George Russell affirme que le statut de favori pour le titre F1 "ne change rien"

George Russell (Mercedes) avant le Grand Prix d’Australie
George Russell (Mercedes) avant le Grand Prix d’AustralieReuters / Hollie Adams

George Russell a déclaré ce jeudi que le fait d’être considéré comme le favori pour devenir champion du monde cette année était un compliment, mais la star de Mercedes a insisté sur le fait que tout pouvait arriver au cours d’une saison de 24 Grands Prix.

Mercedes a marqué les esprits lors des essais de pré-saison à Bahreïn avec un important nombre de tours et des chronos rapides, tout en affichant une vitesse et une fiabilité impressionnantes. Le consensus dans le paddock, ainsi que chez les bookmakers, est que l’écurie et Russell font figure de favoris cette saison.

"Cela ne change rien.
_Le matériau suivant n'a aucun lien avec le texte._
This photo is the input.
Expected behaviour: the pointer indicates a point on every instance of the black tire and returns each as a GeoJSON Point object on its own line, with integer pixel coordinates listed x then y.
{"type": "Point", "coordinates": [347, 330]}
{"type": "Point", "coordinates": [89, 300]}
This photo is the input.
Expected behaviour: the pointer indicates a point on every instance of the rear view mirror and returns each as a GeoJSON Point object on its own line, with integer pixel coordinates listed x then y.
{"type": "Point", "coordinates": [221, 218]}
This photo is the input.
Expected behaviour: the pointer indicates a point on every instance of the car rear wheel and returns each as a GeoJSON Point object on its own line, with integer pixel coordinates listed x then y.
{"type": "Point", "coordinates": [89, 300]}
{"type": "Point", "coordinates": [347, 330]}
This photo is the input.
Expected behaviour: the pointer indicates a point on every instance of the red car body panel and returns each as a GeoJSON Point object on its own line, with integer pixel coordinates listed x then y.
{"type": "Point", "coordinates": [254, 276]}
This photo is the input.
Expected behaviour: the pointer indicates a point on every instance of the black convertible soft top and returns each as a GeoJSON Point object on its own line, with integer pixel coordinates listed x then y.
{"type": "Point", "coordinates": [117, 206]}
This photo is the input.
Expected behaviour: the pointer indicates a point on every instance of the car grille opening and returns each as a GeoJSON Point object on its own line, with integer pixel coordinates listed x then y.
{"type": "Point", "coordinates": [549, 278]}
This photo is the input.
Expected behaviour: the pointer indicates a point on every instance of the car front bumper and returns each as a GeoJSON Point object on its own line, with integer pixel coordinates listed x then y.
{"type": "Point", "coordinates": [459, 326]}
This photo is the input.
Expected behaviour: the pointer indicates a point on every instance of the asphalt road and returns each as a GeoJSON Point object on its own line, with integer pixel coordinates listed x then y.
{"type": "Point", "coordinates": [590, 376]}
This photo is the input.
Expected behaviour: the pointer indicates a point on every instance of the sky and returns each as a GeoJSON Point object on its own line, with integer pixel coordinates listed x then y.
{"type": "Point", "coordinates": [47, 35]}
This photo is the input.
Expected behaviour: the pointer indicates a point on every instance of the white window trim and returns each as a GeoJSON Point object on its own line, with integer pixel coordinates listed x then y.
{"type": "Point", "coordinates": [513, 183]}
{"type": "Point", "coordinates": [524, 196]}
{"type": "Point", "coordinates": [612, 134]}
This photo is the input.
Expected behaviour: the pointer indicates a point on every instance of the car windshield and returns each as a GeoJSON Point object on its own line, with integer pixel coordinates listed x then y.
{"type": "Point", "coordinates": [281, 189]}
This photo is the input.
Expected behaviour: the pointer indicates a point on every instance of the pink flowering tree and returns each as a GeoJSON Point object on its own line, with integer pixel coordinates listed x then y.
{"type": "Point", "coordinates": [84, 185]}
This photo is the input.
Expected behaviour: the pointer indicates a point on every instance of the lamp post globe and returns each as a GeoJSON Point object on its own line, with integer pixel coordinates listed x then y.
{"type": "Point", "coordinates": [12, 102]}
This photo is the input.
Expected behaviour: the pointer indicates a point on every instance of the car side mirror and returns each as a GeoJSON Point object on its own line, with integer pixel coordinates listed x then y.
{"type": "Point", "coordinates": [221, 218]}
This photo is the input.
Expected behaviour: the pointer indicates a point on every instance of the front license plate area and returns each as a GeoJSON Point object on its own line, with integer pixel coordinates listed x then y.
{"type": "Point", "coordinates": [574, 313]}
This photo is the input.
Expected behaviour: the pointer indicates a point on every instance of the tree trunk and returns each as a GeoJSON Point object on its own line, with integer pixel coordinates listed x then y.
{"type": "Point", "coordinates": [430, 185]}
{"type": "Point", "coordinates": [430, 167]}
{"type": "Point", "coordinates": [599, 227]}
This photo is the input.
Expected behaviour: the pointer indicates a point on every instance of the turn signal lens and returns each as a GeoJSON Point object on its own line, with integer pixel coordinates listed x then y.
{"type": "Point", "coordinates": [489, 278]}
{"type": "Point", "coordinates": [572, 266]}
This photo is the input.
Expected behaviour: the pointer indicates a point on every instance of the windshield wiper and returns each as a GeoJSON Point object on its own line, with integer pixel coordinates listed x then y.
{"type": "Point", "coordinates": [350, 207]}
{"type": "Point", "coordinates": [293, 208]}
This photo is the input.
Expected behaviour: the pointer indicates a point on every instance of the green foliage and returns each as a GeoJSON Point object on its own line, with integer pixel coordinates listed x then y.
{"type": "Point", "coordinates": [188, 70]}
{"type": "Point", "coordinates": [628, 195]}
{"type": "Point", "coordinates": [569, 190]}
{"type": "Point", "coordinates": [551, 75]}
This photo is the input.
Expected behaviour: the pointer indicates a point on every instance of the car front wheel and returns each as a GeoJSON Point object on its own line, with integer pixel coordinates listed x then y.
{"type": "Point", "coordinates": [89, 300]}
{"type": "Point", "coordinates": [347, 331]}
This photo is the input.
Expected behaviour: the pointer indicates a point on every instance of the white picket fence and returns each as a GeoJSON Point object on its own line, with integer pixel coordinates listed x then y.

Je pense qu’il y a beaucoup de discussions autour de nous et de Mercedes. Il faut le prendre comme un compliment, je suppose", a déclaré Russell avant le Grand Prix d’Australie qui ouvre la saison. "Vous savez, une fois le casque enfilé, on est à fond et on ne pense plus à tout ce bruit autour. On prend les courses les unes après les autres et on verra comment ça se passe. Peu importe ce qui se passera ce week-end, la saison compte 24 courses, c’est très exigeant pour tous. Et beaucoup de choses peuvent évoluer d’ici à la dernière course à Abou Dhabi."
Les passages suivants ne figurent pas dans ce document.